Más de 2.000 millones de personas en el mundo no cuentan con acceso seguro a agua potable, según organismos internacionales, una cifra que evidencia que la crisis hídrica global no responde únicamente a la escasez, sino también a fallas en la gestión y distribución del recurso. En paralelo, proyecciones científicas advierten que la disponibilidad de agua podría reducirse hasta en un 33 % en ciertas zonas del sur del Ecuador hacia 2080 debido al cambio climático, lo que refuerza la urgencia de fortalecer su manejo.
En el marco del Día Mundial del Agua, que se conmemora cada 22 de marzo, estas cifras ponen en evidencia un desafío que trasciende la disponibilidad natural del recurso y se centra en la capacidad de los sistemas para gestionarlo de manera eficiente y sostenible.
La investigación científica desarrollada con la participación de Cecilia Puertas, docente de la Escuela de Ingeniería Industrial de la Universidad Internacional del Ecuador (UIDE), en colaboración con universidades prestigiosas del país, se llevó a cabo en Cayambe y analiza la gestión del agua desde una perspectiva territorial y social. El estudio, financiado por la Universidad de Ginebra (UNIGE) y la Universidad de Saint Gallen, se basa en un análisis de calidad del agua desarrollado mediante un enfoque multidisciplinario y en trabajo conjunto con comunidades locales.

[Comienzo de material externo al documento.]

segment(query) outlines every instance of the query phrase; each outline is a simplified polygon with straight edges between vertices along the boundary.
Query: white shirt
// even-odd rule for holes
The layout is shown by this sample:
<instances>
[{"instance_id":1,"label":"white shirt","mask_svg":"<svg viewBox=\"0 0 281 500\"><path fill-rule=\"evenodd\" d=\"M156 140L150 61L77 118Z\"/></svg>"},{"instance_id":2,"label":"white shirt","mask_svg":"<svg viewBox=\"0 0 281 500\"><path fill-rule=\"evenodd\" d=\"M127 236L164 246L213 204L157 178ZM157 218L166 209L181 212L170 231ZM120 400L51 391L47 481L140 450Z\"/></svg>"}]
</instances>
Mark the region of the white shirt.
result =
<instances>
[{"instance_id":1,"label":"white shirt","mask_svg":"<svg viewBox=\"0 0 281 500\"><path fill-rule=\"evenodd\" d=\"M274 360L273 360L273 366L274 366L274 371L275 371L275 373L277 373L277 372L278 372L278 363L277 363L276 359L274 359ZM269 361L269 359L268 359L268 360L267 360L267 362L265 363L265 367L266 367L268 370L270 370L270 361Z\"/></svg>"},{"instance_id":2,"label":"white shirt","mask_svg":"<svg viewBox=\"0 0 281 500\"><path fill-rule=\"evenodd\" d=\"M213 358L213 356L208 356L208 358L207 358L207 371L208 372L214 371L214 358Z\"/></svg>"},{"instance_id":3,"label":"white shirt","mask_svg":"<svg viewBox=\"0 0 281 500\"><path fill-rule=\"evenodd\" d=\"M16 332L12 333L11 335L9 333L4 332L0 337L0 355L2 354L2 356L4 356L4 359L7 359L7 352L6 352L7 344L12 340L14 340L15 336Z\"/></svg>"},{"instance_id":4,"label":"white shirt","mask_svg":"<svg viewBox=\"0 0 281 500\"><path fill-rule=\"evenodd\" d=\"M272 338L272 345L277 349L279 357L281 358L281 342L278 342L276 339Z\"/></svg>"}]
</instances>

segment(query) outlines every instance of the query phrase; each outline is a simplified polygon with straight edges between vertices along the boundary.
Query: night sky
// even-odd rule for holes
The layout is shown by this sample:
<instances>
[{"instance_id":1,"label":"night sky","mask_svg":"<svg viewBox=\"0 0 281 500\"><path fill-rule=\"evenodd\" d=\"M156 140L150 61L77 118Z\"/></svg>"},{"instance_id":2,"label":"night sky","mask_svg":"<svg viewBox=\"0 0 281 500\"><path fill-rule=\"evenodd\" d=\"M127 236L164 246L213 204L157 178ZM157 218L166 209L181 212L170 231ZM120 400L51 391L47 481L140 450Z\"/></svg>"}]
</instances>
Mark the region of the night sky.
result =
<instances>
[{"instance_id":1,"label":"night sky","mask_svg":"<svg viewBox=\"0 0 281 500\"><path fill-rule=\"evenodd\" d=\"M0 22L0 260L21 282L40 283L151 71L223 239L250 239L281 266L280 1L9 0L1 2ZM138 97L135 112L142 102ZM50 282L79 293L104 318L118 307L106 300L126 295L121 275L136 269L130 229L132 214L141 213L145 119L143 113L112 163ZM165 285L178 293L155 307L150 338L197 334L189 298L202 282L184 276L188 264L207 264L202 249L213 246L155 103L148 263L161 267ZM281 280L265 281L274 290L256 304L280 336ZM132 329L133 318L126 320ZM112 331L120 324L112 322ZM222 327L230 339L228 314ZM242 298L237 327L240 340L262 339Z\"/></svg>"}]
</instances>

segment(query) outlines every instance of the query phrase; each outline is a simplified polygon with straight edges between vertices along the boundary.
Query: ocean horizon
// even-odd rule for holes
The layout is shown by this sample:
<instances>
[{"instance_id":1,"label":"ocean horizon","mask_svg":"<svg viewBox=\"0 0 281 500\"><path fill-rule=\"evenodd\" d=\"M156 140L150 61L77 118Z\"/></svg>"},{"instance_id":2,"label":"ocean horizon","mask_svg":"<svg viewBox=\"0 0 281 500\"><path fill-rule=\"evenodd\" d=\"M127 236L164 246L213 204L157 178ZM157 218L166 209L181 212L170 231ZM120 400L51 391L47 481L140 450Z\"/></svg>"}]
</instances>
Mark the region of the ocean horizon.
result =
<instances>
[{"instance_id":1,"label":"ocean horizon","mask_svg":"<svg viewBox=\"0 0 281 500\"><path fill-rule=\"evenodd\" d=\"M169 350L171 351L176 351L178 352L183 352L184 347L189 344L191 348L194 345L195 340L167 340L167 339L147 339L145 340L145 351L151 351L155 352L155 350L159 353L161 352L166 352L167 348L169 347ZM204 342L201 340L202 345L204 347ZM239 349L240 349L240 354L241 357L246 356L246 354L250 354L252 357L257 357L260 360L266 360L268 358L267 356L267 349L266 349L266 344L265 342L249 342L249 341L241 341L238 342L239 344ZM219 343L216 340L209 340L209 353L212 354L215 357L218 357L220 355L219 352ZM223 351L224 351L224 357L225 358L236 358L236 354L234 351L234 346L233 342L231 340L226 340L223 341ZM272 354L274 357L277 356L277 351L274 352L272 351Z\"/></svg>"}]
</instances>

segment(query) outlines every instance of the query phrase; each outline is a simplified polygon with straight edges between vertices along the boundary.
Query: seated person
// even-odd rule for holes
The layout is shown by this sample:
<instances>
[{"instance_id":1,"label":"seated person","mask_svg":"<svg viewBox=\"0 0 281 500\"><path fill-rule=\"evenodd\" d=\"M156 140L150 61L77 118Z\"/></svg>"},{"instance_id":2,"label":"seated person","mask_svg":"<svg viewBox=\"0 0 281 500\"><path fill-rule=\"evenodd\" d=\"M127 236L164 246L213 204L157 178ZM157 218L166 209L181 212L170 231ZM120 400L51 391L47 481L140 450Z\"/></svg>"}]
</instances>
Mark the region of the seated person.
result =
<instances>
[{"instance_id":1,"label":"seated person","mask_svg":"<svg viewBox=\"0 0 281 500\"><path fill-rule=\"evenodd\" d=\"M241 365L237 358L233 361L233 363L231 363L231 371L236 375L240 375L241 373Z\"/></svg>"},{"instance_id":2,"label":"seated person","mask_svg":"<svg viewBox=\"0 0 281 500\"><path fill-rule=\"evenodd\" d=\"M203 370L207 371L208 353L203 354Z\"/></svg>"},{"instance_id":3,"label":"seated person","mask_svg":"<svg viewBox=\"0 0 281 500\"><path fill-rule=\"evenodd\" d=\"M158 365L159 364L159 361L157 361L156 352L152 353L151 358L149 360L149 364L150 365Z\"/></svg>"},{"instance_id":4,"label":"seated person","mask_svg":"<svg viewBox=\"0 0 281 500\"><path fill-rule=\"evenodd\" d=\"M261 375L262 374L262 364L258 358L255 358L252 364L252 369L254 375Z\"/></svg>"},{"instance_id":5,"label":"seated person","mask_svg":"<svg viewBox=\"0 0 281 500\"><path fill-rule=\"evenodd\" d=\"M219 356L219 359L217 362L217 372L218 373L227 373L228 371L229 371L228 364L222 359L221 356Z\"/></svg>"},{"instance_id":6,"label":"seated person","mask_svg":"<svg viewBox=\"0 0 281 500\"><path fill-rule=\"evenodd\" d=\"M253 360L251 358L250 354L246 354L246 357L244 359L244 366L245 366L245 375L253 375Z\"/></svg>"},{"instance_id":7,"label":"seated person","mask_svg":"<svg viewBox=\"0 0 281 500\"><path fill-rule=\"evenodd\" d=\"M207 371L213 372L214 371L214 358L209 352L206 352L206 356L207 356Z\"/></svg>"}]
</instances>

Uno de los ejes centrales del estudio es el rol de los páramos como fuente primaria de agua. Estos ecosistemas altoandinos funcionan como reguladores naturales que captan, almacenan y liberan el recurso hídrico que posteriormente se transforma en ríos y abastece a las ciudades. En este proceso, las comunidades indígenas que habitan estos territorios cumplen un papel fundamental como guardianes del agua, protegiendo y gestionando estos espacios estratégicos.
Los resultados evidencian que, mientras en las redes urbanas pueden generarse pérdidas de hasta el 30 % del agua antes de llegar a los usuarios finales, existe también una desconexión estructural entre el origen del recurso y su consumo. El estudio pone en evidencia que gran parte de la población urbana desconoce de dónde proviene el agua y el rol que cumplen los ecosistemas y las comunidades en su conservación.
Según Cecilia Puertas, docente de la Escuela de Ingeniería Industrial de la Universidad Internacional del Ecuador (UIDE), este es uno de los principales vacíos en la gestión del recurso. “El problema no es únicamente técnico. También existe una desconexión entre quienes consumen el agua y los territorios donde se genera. Entender esa relación es clave para una gestión más sostenible”, explica.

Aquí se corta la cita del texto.